Daniel Gross: CNN, NBC’s ‘Today,’ are big money makers. But you wouldn’t know it.

From all the bad press, you’d think CNN and NBC’s ‘Today’ are financial sinkholes. Guess again. Daniel Gross reports on why media types love to say the sky is falling.

Have you heard about the big crises at two of America’s most established media brands?

Last Friday, Jim Walton, the veteran president of CNN, stepped down, citing the need for a “new leader who brings a different perspective, different experiences, and a new plan.” And CNN certainly seems to need one. Primetime ratings in May were at a 20-year low, the network is the subject of near-constant ridicule by Jon Stewart, and it routinely gets crushed in ratings by more ideological rivals like MSNBC and Fox. Oh, and it badly muffed the most-anticipated breaking news event of the year: the Supreme Court’s health- care ruling. When the network canceled John King’s hour-long show earlier this year, The New York Times reporter Brian Stelter led the piece by referring to “the ailing cable-news channel CNN.”

A few notches down the dial at NBC, an even more venerable media brand seems to be in crisis as well. The Today show in late June unceremoniously dumped veteran Ann Curry and decided to replace her with a younger co-anchor, Savannah Guthrie.
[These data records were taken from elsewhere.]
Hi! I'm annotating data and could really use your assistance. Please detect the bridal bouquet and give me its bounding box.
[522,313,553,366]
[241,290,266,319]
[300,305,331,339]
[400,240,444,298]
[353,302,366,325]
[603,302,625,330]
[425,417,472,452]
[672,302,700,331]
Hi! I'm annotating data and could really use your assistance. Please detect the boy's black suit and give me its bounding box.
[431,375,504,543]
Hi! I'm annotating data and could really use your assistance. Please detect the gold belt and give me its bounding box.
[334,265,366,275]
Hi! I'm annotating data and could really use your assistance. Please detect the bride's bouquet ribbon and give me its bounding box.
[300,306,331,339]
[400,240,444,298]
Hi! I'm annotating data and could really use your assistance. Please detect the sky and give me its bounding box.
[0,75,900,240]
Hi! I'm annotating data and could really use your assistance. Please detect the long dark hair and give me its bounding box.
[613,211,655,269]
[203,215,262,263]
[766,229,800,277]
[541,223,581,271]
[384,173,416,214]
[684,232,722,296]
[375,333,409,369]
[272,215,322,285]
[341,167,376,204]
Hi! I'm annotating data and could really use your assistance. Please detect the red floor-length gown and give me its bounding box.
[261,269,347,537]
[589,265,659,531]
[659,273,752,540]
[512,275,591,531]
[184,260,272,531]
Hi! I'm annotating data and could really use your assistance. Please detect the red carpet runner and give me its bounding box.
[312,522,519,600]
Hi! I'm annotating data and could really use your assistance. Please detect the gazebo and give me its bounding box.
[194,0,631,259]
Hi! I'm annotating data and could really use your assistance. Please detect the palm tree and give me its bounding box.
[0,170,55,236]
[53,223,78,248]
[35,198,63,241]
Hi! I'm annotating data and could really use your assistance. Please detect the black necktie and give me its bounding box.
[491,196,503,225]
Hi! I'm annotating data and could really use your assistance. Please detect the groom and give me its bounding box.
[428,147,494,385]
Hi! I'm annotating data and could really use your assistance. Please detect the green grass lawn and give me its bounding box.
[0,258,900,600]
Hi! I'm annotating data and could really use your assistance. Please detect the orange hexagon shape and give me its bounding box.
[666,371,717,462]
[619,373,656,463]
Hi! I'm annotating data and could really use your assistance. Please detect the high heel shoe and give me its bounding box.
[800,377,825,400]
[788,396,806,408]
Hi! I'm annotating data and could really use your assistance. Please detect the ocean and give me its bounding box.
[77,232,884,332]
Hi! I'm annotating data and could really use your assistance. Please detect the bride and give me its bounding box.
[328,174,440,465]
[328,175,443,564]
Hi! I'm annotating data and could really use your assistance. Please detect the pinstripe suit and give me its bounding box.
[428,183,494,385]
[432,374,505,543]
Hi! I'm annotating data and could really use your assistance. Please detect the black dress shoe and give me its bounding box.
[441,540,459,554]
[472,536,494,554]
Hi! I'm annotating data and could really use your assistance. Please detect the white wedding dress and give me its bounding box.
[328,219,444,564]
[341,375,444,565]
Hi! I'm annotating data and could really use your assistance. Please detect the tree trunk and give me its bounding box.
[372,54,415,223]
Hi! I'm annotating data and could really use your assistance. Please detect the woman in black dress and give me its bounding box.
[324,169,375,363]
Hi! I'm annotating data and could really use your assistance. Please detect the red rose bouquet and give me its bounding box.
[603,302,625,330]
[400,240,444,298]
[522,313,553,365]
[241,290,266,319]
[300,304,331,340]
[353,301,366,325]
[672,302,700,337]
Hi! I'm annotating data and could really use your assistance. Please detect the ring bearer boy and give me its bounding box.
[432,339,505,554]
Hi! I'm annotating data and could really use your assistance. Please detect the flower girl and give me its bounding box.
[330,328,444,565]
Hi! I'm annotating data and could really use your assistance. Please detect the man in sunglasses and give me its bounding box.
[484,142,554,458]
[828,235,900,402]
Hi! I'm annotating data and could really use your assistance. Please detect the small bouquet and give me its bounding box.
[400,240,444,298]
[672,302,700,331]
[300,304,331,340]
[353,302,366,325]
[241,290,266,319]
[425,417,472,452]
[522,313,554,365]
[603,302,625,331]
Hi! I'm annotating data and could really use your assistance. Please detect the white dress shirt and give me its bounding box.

Producers may have moved quickly to swap talent because, after a reign that seemed to rival that of Queen Elizabeth II, Today was showing signs of being displaced atop the morning show ratings race by ABC’s Good Morning America.

With the press surrounding them, you’d think that CNN and Today are hemorrhaging money and acting as mammoth millstones around the necks of their parent companies. Which is sort of the opposite of the truth. From a financial perspective, CNN is one of the jewels in parent company Time Warner’s crown. CEO Jeff Bewkes told investors in May that CNN would make $600 million in profits this year. The company’s most recent quarterly earnings report shows that the networks division, of which CNN is a part, is carrying the company on its shoulders. CNN is an enormously popular global franchise with a really attractive business model: it collects fees from cable systems and sells advertisements on programming around the world.

Today is similarly a highlight for NBC. Brian Stelter and Bill Carter reported in the Times that the show makes up to $200 million in profits per year, and my new colleague Howard Kurtz wrote last fall that Today brings in up to $500 million in revenues per year. Over the years, as NBC’s primetime line-up has endured a brutal descent from dominance, the news division—anchored by Today—has been a financial bright spot.

Only in the media can two enterprises that, combined, funnel somewhere near $1 billion in profits to their corporate parents, be regarded as sinking ships, failures, and debacles.

Only in the media business can two enterprises that, combined, funnel somewhere near $1 billion in profits to their corporate parents, be regarded as sinking ships, failures, and debacles.

What gives? Many components of the media are in crisis—print, online, radio, broadcast, and cable—and misery loves company. So there’s a tendency by media types to talk down all their colleagues and rivals, especially those that are making money. (Want to hear a really nasty conversation? Hang out with a bunch of writers and ask them what they think of a guy whose books routinely top the bestseller lists.) In addition, many analysts tend to award style points for media in a way that they don’t award it to companies that make widgets or office furniture. For most investors and businesspeople, profits are profits. But media snobs put greater stock in those who can make money off of high-quality products. It’s cooler to own a fashion magazine than a trade publication, and more desirable to make a fortune peddling high-quality biographies than selling low-quality romance novels. For many observers, it’s not enough for CNN and Today to ring up profits; they have to look good and smart while doing so.

Of course, the pessimists are on to something. Franchises like CNN and Today are failing. Their share of the overall audience is falling. News flash: establishment media brands of all types are losing eyeballs, mindshare, and the share of advertisers’ wallets. Worse, the numbers are laid bare for all the world to see on sites like TVNewser. TVNewser reported that last Friday, for example, The Piers Morgan Show airing on CNN at 9 p.m. ET attracted a mere 112,000 viewers in the 25–54 demographic.There are podcasts that have bigger numbers than that.

Which is why, paradoxically, to succeed in mainstream media these days is, ultimately, to fail. As I argued in a column earlier this year, those who spend half their lives climbing to the top of the career ladder often suffer a cruel fate. They’ve excelled and won prizes, the adulation of peers, high salaries, and even higher status. And yet when they’re given the reins to a franchise, they’re instantly branded a failure. That’s what happened to Katie Couric when she took over the CBS Evenings News. And it’s what will likely happen to her successor, Scott Pelley. Savannah Guthrie won’t be able dramatically to reverse Today's  trend lines any more than Ann Curry did. And the next president of CNN will have a tough time turning back the clock 20 years, to a time before the Internet and aggressive rivals.

But focusing on the ratings and competitive position largely misses the point. Yes, companies or enterprises that lose market share have to worry about the future. But the real concern—whether you’re making widgets or news programming –is whether you can bring in more money than it costs you to make the products. Both CNN and the Today show have a long, long way to go before they’re financial negatives. All of us in the media business should be failing like they are.